Up until 1066 most of England was Anglo-Saxon and proud of it. There had been a few decades of Danish rule on and off, but for the last 24 years the King of England had been Edward the Confessor, the son of Æthelred the Unready and Emma of Normandy, who had been given the throne after his maternal half brother Harthacnut died in 1042. Edward was the last king of the House of Wessex, and when he died childless there was a skirmish for the throne.
Harold Godwinson, the Earl of Wessex, was theoretically Edward’s true heir and shortly after the king’s death in January 1066 the Witenagemot confirmed Harold as the new monarch, after which he was crowned in Westminster Abbey.
However, several other men wanted to rule England, too, and they all claimed that Edward had either promised them the crown or that they were the rightful king through some other means. Thus, Harold had to defend his throne from his own brother Tostig, the Norwegian King Harald Hardrada (Harold III of Norway), and William the Bastard from Normandy.
Harold defeated and the joint forces of Tostig and Hardrada at Battle of Stamford Bridge and killed his foes on 25 September 1066, but just three days later William landed with his forces at Pevensey. Harold and his exhausted army was had no choice but to march south as quickly as possible to meet the invader. Although Harold accrued additional forces as he headed south, William’s invasion fleet was larger. Not only were William’s troops well-fed and well-rested compared to Harold, he had significantly more cavalry and archers than the Anglo-Saxon king did.
The clash between Harold and William’s armies took place on 14 October 1066, in East Sussex a few miles northwest of the town of Hastings.
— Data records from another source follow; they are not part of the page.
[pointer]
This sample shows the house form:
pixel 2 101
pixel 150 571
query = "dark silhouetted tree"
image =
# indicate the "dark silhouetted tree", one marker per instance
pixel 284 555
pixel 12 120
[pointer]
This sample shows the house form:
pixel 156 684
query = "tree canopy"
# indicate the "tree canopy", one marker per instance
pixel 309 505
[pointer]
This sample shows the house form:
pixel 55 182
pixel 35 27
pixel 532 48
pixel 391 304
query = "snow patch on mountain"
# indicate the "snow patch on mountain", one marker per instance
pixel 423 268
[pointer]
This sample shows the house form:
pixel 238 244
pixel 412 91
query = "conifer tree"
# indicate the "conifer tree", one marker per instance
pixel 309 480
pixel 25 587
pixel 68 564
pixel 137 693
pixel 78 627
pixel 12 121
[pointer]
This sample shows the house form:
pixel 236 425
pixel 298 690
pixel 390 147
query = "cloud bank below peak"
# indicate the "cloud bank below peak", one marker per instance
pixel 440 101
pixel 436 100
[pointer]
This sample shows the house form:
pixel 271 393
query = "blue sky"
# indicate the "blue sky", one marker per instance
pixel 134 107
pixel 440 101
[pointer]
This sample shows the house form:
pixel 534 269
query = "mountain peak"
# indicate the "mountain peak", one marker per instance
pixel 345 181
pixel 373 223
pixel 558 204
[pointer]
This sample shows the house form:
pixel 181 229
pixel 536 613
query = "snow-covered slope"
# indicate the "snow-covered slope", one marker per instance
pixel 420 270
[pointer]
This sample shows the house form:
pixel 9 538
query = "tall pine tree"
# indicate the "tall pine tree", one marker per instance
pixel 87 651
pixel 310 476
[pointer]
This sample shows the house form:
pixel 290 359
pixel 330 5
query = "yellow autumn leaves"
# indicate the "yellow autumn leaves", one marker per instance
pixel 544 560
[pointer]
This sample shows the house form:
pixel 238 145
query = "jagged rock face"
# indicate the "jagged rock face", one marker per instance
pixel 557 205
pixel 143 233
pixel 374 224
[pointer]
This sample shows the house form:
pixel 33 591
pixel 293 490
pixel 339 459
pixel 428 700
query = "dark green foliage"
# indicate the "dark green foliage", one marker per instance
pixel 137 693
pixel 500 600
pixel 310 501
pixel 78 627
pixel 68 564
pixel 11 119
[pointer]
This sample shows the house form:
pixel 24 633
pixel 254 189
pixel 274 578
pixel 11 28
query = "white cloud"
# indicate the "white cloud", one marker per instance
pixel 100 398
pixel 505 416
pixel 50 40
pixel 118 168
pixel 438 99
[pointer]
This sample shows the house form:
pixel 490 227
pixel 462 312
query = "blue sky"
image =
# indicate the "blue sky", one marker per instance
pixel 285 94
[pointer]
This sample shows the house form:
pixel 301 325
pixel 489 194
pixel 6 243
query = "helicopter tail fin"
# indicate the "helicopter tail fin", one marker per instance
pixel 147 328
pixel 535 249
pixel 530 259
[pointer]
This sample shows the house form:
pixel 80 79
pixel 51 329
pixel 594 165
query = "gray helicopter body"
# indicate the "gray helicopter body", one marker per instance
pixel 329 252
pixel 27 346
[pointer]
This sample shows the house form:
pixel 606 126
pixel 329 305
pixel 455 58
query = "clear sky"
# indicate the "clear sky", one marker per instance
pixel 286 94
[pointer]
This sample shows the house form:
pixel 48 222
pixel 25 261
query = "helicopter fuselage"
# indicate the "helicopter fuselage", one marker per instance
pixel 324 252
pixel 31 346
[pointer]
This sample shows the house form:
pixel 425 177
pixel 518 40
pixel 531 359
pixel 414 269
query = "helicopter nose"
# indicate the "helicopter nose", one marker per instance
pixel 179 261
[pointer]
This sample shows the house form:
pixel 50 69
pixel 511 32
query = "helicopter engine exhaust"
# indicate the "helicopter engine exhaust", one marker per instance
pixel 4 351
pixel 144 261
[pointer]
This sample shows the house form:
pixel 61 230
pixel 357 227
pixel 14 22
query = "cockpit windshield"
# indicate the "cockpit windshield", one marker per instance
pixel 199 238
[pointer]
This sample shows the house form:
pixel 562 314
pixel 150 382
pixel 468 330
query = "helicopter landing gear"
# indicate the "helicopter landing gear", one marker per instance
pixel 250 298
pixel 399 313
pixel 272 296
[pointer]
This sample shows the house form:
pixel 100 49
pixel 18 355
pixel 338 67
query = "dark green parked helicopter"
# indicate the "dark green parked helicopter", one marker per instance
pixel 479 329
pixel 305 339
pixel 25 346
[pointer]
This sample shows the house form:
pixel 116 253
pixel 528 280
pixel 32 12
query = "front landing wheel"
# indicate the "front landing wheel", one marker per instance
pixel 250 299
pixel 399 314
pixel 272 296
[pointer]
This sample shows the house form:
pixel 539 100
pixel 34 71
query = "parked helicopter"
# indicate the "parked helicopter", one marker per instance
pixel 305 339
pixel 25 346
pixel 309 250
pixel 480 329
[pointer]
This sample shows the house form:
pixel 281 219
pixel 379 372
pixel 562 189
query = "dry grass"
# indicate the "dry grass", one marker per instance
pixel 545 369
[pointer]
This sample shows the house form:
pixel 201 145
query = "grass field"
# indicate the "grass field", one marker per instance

The English were holding their own until Harold was killed (probably via an arrow through the eye) late in battle.
Without a leader, the English were unable to rally and William the Bastard became William the Conqueror when he was crowned a few months later on Christmas Day. William would have to fight various uprisings from the Anglo-Saxons in the north of England for the rest of his reign, but he was now nominally King of England.
After the Battle of Hastings the cultural elite of England were Norman French and the entire country was subsequentaly strong-armed into adopting Francophile customs at the expense of the last Saxon holdouts. This legacy has stayed with England in odd ways. For one thing, we still get a double-dose of French/English terminology in law. It’s why you can “aid and abet” a criminal or be told to “cease and desist” from an activity to this day. Over time, French phrases became “good” and the Anglo-Saxon words for things became “bad” and a sign of vulgarity. That’s why you can put the words “defecate” and “urinate” in the newspaper but the words “shit” and “piss” have been verboten.
In contrast, the Germanic/Norwegian terms are still fine in their native countries. For example, in the Dutch-speaking country of Belgium, this little statue in Brussels is called the “Manneken Pis”:
And of course, there is the good Anglo-Saxon word for sex that comes from the term “fokken”, or “to beat against”. The term coitus is still thought of as a more elegant way to talk about rock-n-roll, even now, more than a 1000 years later.
Just think, if Harold Godwinson had won the Battle of Hastings then your grandma might drop what we now know as the F-bomb as a mild expletive whenever her pie crusts broke.